Tuesday, 22 July 2014

Silver-spotted Skipper

The search for the Silver-spotted Skipper has been on for nearly a week now. I saw one on Newtimber Hill last Tuesday but could not get a picture of it. Sunday I went back and had a possible sighting of one but again no picture. Monday Dave went for a look and reported around fifty seen and today, Tuesday, we went back and found two hundred plus.

Newtimber has an amazing range of wild flowers and grasses and there were thousands of butterflies on the wing. Admittedly most of them were well worn Meadow Browns but we also saw Chalkhill Blues, probably in the hundreds, Commas, Peacock, Small Copper, Tortoiseshell, Ringlets, Marbled White, Small Heath, and a large variety of Moths.

I also caught a brief flash of yellow as a butterfly disappeared behind a bush. I only need a Clouded Yellow to catch Dave up on the number of species seen this year. Its not a race but it still had me sprinting up a forty five degree slope to get a better view, much to Dave's amusement, when I had to tell him that it was only a Brimstone.

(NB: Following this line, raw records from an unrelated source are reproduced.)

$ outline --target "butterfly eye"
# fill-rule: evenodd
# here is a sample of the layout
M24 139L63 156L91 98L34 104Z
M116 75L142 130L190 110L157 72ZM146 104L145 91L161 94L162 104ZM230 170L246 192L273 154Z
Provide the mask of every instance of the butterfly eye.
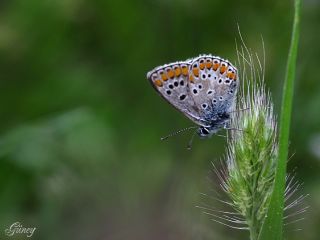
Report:
M201 107L202 107L203 109L206 109L206 108L208 107L208 104L203 103L203 104L201 105Z
M187 95L182 94L182 95L179 96L179 99L180 99L181 101L183 101L184 99L186 99L186 97L187 97Z
M206 128L201 128L202 135L209 135L209 131Z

Mint Moth  Pyrausta aurata

Small Tortoiseshell

Mating pair Chalkhill Blues

Female Chalkhill blue with at least fifteen larvae of the Trombidium breei  parasitic mites

We have seen infestations by the Trombidium breei  larvae on a range of different butterfly species although it is probably most evident on the Marbled Whites. The mites live on the blood of the butterfly but they do not appear to cause the butterfly any significant problems. This makes sense, after all there is no point in killing off your host and food supply. However, most of the infested butterflies carry two or three of the mites, fifteen looks a bit excessive and I wonder how this female will cope. If you want more information click on the link below.

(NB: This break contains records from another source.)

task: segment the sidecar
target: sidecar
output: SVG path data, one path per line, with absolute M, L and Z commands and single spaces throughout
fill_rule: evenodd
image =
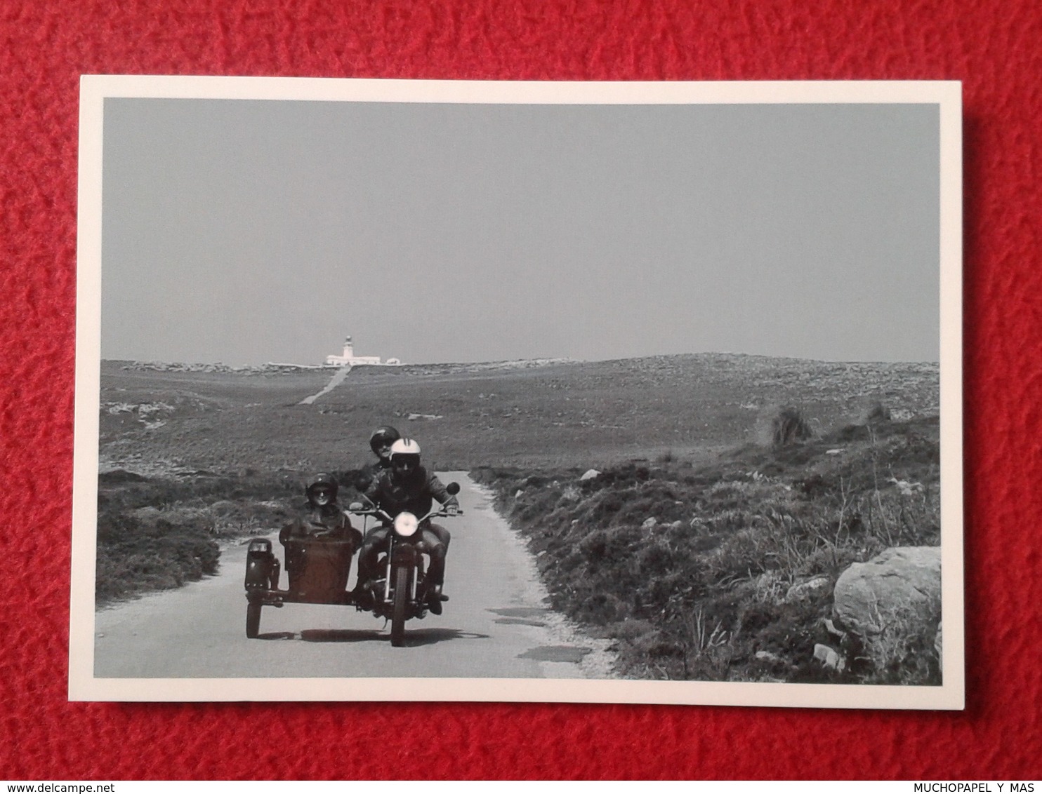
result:
M 286 546 L 287 588 L 279 588 L 281 564 L 267 538 L 254 538 L 246 549 L 246 636 L 260 632 L 264 607 L 283 604 L 341 604 L 354 601 L 347 591 L 347 579 L 354 558 L 351 539 L 290 537 Z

Conradt, L., Corbet, S.A., Roper, T.J., and Bedworth, E.J. (2002), Parasitism by the mite Trombidium breei on four U.K. butterfly species. Ecological Entomology, 27:651-659. doi: 10.1046/j.1365-2311.2002.00461.x

Small Copper

Moth - but I have not had time to identify it yet.
Now identified as Pyrausta nigrata. See message from Tom below.

I just have to keep my fingers crossed on the arrival of the Clouded Yellows from across the channel.

1 comment:

  1. The unidentified moth is Pyrausta nigrata.